That a ship's rig tested positive for drug use one day after a fall at work allegedly worsening a previous knee injury was not a factor in Tuesday's dismissal of his work compensation claim in a federal appeal court in New Orleans.
Darrell Boudreaux, employed as a rig for Wilkinson Technologies Ltd. in Youngsville, Louisiana, in 2013 drove a staff basket lifted by a crane over a ship as he fell out of the basket two to three feet on the ship's platform and twisted on the knee, according to document in Darrell Boudreaux v. Director, Office for Labor Compensation Program , United States Department of Labor; Wilkinson Technologies; American Interstate Insurance Co., filed in the 5th US Circuit Court of Appeals.
Records say that when filling in a prehire medical history questionnaire, Boudreaux said "he did not have any long-term health problems or physical conditions." He did not respond to the question on the form and asked if he had ever had surgery. Witnesses reported that Boudreaux was soon up after the fall and left. He then filled in an accident report and was seen by medical staff and complained of knee and shoulder pain. He revealed at the time that he had previously had knee surgery and got Aleve and was cleared to return to work, which he did not.
Instead, he received a drug test and tested positive for amphetamine and cocaine one day after the incident and ended the following month, record status.
Having applied for work compensation according to the Longshore and Harbor Workers Compensation Act, his employer and its insurer denied the claim that the case had deteriorated an already existing state later with reference to a federal court of comprehensive medical documents documenting knee problems and operations from 1
In an appeal, a benefit review committee confirmed the judge's decision and stated that the ruling of the administrative court" was rational that Boudreaux failed to bear its burden to establish that the October 2013 case worsened. t the underlying knee position given the extensive medical testimony and evidence of the opposite presented at the hearing. "

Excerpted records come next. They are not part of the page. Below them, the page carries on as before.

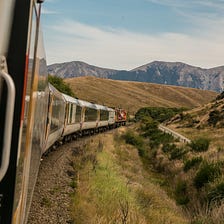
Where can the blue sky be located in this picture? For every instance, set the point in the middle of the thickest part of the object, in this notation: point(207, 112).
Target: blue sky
point(124, 34)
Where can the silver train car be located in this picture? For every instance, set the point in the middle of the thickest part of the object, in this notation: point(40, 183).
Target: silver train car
point(34, 116)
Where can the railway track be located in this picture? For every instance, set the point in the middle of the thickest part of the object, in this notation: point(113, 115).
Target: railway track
point(174, 134)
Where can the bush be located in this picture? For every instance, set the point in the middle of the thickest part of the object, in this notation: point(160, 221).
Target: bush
point(135, 140)
point(177, 153)
point(214, 117)
point(167, 148)
point(216, 194)
point(200, 145)
point(207, 173)
point(191, 163)
point(159, 114)
point(181, 193)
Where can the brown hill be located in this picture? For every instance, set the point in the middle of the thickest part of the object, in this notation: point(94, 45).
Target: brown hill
point(134, 95)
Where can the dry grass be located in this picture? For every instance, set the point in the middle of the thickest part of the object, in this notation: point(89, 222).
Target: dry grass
point(135, 95)
point(119, 190)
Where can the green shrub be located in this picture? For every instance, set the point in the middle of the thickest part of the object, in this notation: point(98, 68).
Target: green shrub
point(207, 173)
point(167, 148)
point(159, 114)
point(177, 153)
point(192, 163)
point(216, 194)
point(133, 139)
point(181, 193)
point(200, 145)
point(214, 117)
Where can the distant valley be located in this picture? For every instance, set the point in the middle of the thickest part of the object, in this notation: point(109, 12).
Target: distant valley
point(169, 73)
point(135, 95)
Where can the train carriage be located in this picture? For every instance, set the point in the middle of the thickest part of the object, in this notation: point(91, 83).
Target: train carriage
point(89, 117)
point(33, 114)
point(56, 117)
point(103, 117)
point(22, 75)
point(73, 117)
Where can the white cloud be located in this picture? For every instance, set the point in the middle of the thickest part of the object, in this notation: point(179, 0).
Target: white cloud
point(47, 11)
point(121, 49)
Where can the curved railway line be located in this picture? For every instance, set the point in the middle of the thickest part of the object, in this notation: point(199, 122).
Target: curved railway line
point(174, 134)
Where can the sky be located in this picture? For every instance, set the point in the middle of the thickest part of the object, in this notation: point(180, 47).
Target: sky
point(125, 34)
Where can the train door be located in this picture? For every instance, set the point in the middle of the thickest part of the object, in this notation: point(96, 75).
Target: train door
point(20, 67)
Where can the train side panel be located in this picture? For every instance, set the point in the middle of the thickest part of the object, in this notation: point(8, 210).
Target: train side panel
point(72, 117)
point(56, 116)
point(26, 64)
point(89, 117)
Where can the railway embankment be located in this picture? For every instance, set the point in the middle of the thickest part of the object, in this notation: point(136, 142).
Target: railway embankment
point(174, 134)
point(100, 179)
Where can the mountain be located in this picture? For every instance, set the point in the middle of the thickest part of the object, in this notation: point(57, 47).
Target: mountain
point(135, 95)
point(170, 73)
point(77, 69)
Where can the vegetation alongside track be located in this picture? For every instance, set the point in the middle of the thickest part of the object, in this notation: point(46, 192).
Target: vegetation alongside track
point(113, 186)
point(192, 178)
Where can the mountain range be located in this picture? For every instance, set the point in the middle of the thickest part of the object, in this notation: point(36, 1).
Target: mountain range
point(168, 73)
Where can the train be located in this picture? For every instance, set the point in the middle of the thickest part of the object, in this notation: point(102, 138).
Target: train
point(34, 116)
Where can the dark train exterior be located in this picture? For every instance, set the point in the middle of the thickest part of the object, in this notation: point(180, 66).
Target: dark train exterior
point(34, 116)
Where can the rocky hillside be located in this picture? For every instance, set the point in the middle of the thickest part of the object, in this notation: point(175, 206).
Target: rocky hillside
point(77, 69)
point(134, 95)
point(170, 73)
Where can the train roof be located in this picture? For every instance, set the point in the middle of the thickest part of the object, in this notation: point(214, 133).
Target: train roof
point(83, 103)
point(70, 99)
point(101, 107)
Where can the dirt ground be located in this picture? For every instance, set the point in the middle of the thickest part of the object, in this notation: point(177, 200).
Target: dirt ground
point(52, 194)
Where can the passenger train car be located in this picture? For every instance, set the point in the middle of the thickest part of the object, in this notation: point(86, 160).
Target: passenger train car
point(34, 116)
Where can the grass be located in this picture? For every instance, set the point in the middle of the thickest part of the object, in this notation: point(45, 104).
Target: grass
point(119, 190)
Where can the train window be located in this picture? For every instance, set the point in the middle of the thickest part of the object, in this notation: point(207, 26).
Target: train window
point(55, 119)
point(70, 113)
point(6, 8)
point(78, 114)
point(90, 114)
point(73, 113)
point(104, 115)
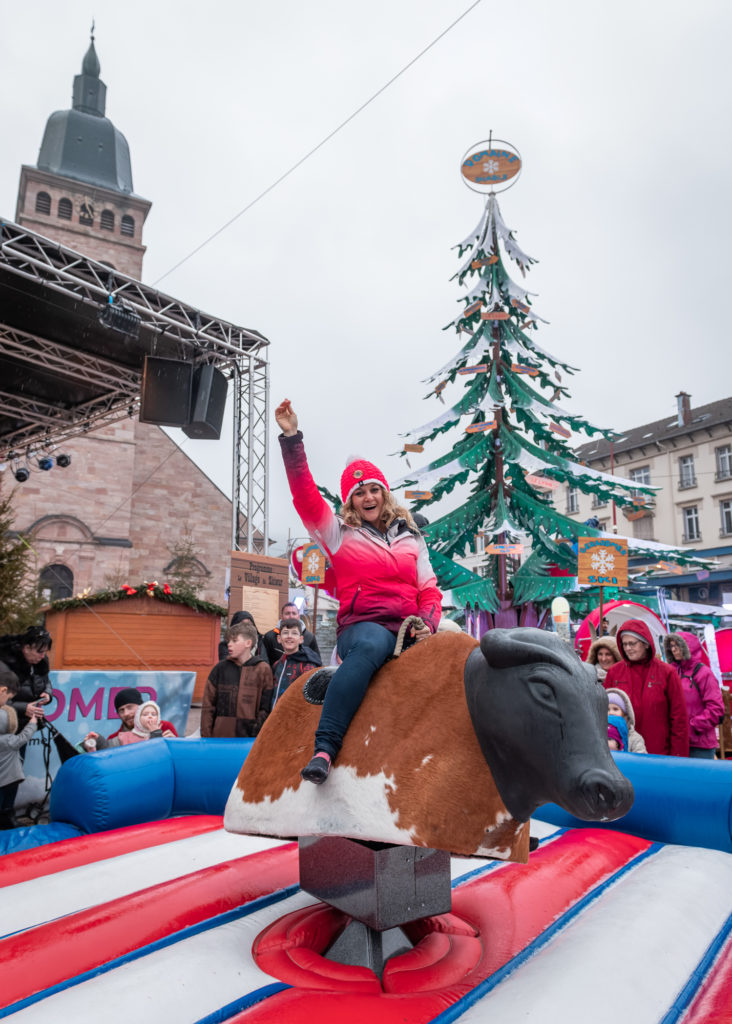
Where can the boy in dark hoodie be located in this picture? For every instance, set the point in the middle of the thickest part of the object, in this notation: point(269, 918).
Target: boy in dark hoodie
point(238, 695)
point(296, 657)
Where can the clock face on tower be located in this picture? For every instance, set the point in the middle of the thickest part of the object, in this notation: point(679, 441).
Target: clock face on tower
point(86, 211)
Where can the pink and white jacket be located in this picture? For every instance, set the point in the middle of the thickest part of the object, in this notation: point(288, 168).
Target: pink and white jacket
point(379, 579)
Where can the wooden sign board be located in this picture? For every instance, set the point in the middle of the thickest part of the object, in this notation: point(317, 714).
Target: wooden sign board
point(490, 165)
point(259, 585)
point(543, 482)
point(313, 565)
point(562, 431)
point(671, 567)
point(602, 561)
point(504, 549)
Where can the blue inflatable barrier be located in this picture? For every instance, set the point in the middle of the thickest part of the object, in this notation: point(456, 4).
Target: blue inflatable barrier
point(146, 782)
point(684, 801)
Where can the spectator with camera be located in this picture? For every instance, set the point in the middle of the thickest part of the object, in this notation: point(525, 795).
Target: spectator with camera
point(26, 655)
point(11, 742)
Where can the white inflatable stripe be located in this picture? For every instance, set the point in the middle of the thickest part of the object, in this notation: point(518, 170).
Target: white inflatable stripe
point(629, 954)
point(179, 984)
point(34, 902)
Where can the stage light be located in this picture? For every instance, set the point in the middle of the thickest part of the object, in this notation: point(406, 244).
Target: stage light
point(119, 317)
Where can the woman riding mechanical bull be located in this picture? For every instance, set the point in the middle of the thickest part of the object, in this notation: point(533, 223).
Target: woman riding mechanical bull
point(383, 577)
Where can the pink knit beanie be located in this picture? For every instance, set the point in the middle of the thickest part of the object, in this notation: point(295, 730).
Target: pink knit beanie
point(357, 473)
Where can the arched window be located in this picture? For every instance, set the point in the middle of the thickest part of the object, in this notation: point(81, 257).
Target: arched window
point(56, 582)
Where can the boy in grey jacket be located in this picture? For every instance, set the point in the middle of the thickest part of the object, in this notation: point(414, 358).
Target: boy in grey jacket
point(10, 743)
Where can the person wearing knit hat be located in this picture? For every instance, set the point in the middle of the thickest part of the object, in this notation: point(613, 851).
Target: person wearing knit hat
point(603, 654)
point(619, 705)
point(616, 732)
point(701, 691)
point(383, 576)
point(127, 700)
point(653, 688)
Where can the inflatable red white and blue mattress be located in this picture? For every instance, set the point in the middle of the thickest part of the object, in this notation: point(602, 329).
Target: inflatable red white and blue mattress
point(141, 908)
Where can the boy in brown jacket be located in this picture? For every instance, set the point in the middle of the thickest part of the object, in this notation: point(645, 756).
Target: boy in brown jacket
point(239, 691)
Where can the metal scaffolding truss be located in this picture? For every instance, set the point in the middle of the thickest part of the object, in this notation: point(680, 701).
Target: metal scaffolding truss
point(251, 391)
point(63, 372)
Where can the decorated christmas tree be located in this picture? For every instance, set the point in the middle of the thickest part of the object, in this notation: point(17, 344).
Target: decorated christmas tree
point(512, 436)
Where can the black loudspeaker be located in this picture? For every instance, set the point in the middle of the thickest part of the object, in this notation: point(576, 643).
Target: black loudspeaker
point(166, 392)
point(208, 404)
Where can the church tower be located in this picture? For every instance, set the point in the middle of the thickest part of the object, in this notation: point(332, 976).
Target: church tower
point(116, 512)
point(80, 193)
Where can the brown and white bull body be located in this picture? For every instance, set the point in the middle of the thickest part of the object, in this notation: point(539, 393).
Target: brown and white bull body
point(411, 771)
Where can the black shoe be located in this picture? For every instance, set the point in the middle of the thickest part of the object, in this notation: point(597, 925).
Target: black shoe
point(316, 770)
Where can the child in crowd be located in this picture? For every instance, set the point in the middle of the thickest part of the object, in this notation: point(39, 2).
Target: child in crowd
point(620, 707)
point(296, 657)
point(239, 691)
point(147, 726)
point(10, 742)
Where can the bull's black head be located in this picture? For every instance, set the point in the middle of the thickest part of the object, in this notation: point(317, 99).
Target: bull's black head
point(541, 719)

On its decisive Tuesday, the Appeal Court induced that Boudreaux, in line with the previous judges," lacked credibility because he had not given (doctor) full and accurate medical history. ALJ further motivated that the (one doctor's) opinion had less probative value, because it was based on Boudreaux's self-reporting that his knee symptoms only increased after the 2013 case – a fact confirmed by his medical history. "
Officials of Wilkinson and American Interstate Insurance and lawyers representing both Mr. Boudreaux and the employer and the insurer could not be immediately reached for comment. Lawyer Henry Harvey LeBas, among five attorneys representing the respondents, did not want to comment.